Kinofilm zum populärsten Weihnachtslied

Für den jungen katholischen Priester Joseph Mohr ist es ein Wechselbad der Gefühle. Er möchte seine Kirche verändern und setzt dabei auf die Musik. Ein Ergebnis seines Schaffens ist das Weihnachtslied „Stille Nacht“. Ein Film über dessen Entstehung kommt am Donnerstag in die Kinos. Eine Filmkritik von Johannes Weil
Von PRO
Der kranke Johannes wird zu einem wichtigen Wegbegleiter für Priester Mohr

Mohr plagen Zweifel, ob er als Priester überhaupt den richtigen Beruf gewählt hat. Im Frühjahr 1818 tritt er seine erste Pfarrstelle in der Nähe von Salzburg an. Dort stößt er nicht nur an Grenzen, sondern wird auch so mancher Illusion beraubt. Nicht Hoffnung und Mitgefühl, sondern die Macht steht im Fokus seiner Kirche.
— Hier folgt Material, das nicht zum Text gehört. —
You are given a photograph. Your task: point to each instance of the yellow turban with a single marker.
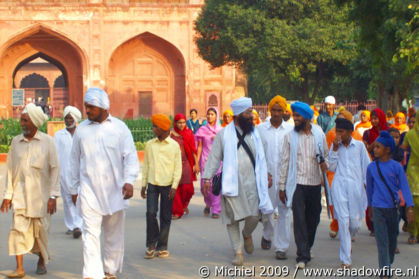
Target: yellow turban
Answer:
(161, 121)
(289, 110)
(278, 100)
(347, 114)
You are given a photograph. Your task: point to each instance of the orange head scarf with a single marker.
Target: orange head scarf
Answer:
(367, 124)
(401, 127)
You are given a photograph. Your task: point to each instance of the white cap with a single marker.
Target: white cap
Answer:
(330, 100)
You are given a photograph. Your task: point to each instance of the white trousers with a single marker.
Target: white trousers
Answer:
(348, 228)
(72, 218)
(113, 250)
(268, 221)
(282, 231)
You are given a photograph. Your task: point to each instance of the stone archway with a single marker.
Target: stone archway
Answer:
(146, 75)
(40, 40)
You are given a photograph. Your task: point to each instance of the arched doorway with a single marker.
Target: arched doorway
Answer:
(44, 81)
(52, 47)
(146, 75)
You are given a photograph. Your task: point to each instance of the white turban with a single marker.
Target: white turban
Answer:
(97, 97)
(74, 112)
(36, 114)
(240, 105)
(330, 100)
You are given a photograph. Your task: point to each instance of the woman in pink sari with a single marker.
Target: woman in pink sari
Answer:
(204, 138)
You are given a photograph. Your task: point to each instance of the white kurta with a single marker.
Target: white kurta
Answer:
(103, 159)
(348, 192)
(64, 141)
(273, 139)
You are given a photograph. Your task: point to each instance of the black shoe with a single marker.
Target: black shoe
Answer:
(76, 233)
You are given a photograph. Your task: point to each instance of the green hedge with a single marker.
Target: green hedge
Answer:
(141, 129)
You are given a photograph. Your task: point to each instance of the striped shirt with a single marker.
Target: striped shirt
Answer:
(308, 170)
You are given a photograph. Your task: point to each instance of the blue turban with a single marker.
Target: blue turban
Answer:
(303, 109)
(387, 140)
(97, 97)
(240, 105)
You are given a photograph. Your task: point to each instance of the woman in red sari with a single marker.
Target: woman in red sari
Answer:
(184, 136)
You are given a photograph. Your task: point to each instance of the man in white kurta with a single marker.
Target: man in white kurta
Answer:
(349, 159)
(105, 166)
(32, 185)
(64, 141)
(272, 133)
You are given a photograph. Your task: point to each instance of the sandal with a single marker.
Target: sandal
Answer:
(266, 244)
(411, 240)
(206, 211)
(15, 274)
(163, 254)
(149, 254)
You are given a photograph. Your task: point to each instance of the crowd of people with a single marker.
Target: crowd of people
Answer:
(250, 171)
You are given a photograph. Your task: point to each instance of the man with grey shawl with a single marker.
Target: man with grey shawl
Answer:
(245, 176)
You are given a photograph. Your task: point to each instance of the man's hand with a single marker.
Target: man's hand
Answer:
(283, 196)
(410, 215)
(336, 143)
(207, 186)
(172, 193)
(323, 167)
(6, 205)
(74, 199)
(143, 193)
(127, 191)
(269, 180)
(52, 206)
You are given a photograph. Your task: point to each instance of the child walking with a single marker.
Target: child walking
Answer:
(348, 159)
(385, 177)
(161, 173)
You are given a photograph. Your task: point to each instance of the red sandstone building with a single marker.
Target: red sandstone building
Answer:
(141, 51)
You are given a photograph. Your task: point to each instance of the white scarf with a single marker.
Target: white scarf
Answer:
(230, 180)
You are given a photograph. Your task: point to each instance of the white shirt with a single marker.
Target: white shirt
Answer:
(104, 158)
(272, 139)
(63, 141)
(349, 164)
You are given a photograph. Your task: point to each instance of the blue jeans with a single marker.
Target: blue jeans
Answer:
(386, 229)
(155, 235)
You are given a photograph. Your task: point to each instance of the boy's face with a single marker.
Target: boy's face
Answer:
(396, 137)
(345, 135)
(364, 117)
(380, 150)
(411, 122)
(375, 121)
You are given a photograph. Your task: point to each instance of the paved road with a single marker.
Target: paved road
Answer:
(194, 241)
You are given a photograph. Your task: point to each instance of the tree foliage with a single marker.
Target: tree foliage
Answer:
(296, 46)
(388, 30)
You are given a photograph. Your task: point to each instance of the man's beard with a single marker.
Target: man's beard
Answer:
(298, 128)
(246, 124)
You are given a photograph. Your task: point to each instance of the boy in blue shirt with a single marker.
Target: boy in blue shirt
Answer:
(382, 192)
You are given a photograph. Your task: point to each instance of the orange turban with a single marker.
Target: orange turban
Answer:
(161, 121)
(278, 100)
(347, 114)
(289, 108)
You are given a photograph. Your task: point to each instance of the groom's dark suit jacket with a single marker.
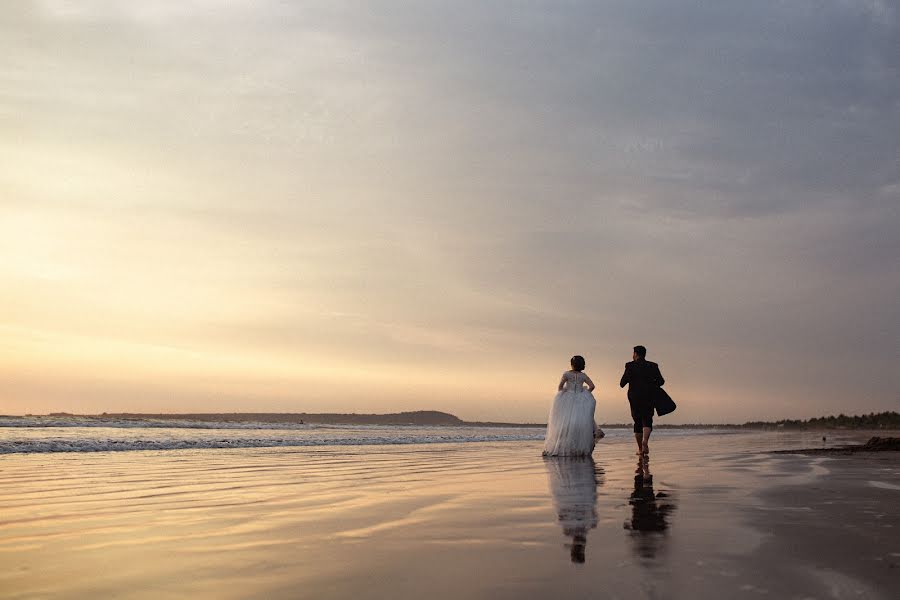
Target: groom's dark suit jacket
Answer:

Mohr zweifelt an seiner eigenen Frömmigkeit, ist aber überzeugt, dass Musik die himmlische Sprache der Hoffnung ist und nicht Latein. Menschen sollen Gottes Wort hören und verstehen können.
Beseelt von diesem Wunsch gründet er mit dem Organisten Franz Gruber, der ihm zum Freund wird, einen Kirchenchor. Der Priester möchte so Menschen erreichen, die bisher nicht in die Kirche gehen. Seinem Vorgesetzten, Pfarrer Nöstler, sind die moderne Musik und die deutsche Sprache ein Dorn im Auge.

Stets der Welt zugewandt

Mohr hält an der Musik fest. Der kleine Johannes ist der erste, dem er am Krankenbett den selbst gedichteten Text „Stille Nacht“ vorliest. Priester Joseph Mohr verkörpert im Gemeindealltag das, was Pfarrer Nöstler fehlt. Der sieht in den Menschen Abschaum und hat eine sehr zynische Sicht auf das Leben. Mohr überschreitet die Grenzen der damaligen Zeit, indem er im Gottesdienst deutsche Lieder singt und eine Frau in den Kirchenchor aufnimmt. Mit seinem Ziel, Menschen Hoffnung in ihrer einfachen Sprache zu vermitteln, stößt er an persönliche Grenzen. Er gefährdet seine eigene Stellung und die seines Freundes Franz Gruber. Die Freundschaft wird auf die Probe gestellt.

Noch am richtigen Platz?

Als dann noch die Orgel kaputt geht, ein wichtiger Mensch in Mohrs Umfeld stirbt und die Ziele der Gemeinde zu verschwimmen drohen, gerät der Priester in eine Krise. Er wünscht sich, dass Gottes Wort die Menschen berührt, doch die Kirchenoberen tragen zum Gegenteil bei.
Mohr muss persönliche Rückschläge hinnehmen, lernt aber auch Vergebung zu schätzen. Die innerkirchlichen Dispute nehmen den Pfarrer nicht nur seelisch, sondern auch körperlich mit. Wichtige Vertraute geben ihm Hoffnung und animieren ihn, zu bleiben. Kurz vor Weihnachten werden ihm die wichtigsten Kernpunkte der christlichen Botschaft neu klar. In der voll besetzten Kirche singt er in der Christmette das Lied „Stille Nacht“ auf Deutsch. Er predigt damit das, wozu er berufen ist. Die Geburt des Erlösers und die Hoffnung auf Gnade – mit Musik und in verständlicher Sprache.
Joseph Mohr wird im folgenden Jahr versetzt. Er hat nicht nur in seiner Gemeinde, sondern weltweit Spuren hinterlassen. Sein ganzes Leben kümmerte er sich um die Armen und Bedürftigen. 1848 stirbt er als armer Landpfarrer, ohne etwas vom Ruhm seine Liedes mitbekommen zu haben.
Der Film „Stille Nacht“ gibt einen gelungenen Einblick in die Entstehung des gleichnamigen Weihnachtsliedes. Der Drehbuchautor und Produzent Christian Vuissa zeigt, wie sehr der Text seinen Komponisten beschäftigt und wie er gegen die damaligen kirchlichen Hierarchien rebelliert. Auch wenn vieles in der Handlung vorhersehbar ist, so bietet der Film doch einen Einblick in die Kirche der damaligen (und vielleicht auch heutigen) Zeit. Weil er stark mit Emotionen spielt, könnte er es trotzdem zum Weihnachtsklassiker schaffen. Für den Komponisten jedenfalls stand immer die Frage nach der Gerechtigkeit Gottes und die Hoffnung auf seine Gnade im Mittelpunkt. (pro)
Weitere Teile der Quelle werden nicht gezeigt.